Selon la DGI, KCC serait redevable d’environ 3 milliards de dollars d’arriérés fiscaux. Le groupe Glencore rejette cette évaluation et juge les prétentions de l’administration « complètement sans fondement ».

La procédure fait suite à près de douze mois de négociations entre l’administration fiscale et les sociétés du groupe, qui avaient bénéficié, durant cette période, d’une amnistie assortie d’une suspension des poursuites, dans l’optique d’un règlement à l’amiable, selon des sources proches du dossier. Faute d’accord, la DGI a repris les procédures de recouvrement prévues par la loi, scellant les sites et, toujours selon ces sources, saisissant des camions chargés de produits miniers.

Ces mêmes sources indiquent que l’administration reproche aux sociétés du groupe une « minoration des prix de cession des minerais exportés » et le transfert d’une part de la valeur créée vers des entités établies à l’étranger. Les discussions se poursuivraient dans les prochains jours, sur fond de pressions, rapportées par ces sources, pour amener la DGI à renoncer, tandis que les autorités maintiennent leur exigence d’un paiement intégral.

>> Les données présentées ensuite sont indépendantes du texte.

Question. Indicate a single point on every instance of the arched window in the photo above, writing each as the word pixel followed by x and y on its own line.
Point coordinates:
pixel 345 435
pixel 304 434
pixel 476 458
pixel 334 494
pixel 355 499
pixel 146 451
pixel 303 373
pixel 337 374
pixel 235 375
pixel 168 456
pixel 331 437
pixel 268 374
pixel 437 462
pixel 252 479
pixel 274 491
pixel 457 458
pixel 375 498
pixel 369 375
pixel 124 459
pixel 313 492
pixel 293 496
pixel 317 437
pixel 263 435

Au-delà du différend, la fermeture pèse sur la vie socioéconomique du Lualaba, principal bassin de cuivre et de cobalt du pays. L’arrêt des activités de KCC, l’un des premiers acteurs de Kolwezi, menace des milliers de travailleurs directs et indirects, les entreprises sous-traitantes, mais aussi les recettes publiques et les exportations minières.

Le bras de fer prolonge une série de litiges entre KCC et l’État congolais, alors que les autorités, appuyées par la Cour des comptes, multiplient les contrôles sur les revenus miniers. L’issue du dossier sera suivie de près dans un secteur minier dont dépend l’essentiel des recettes d’exportation de la RDC.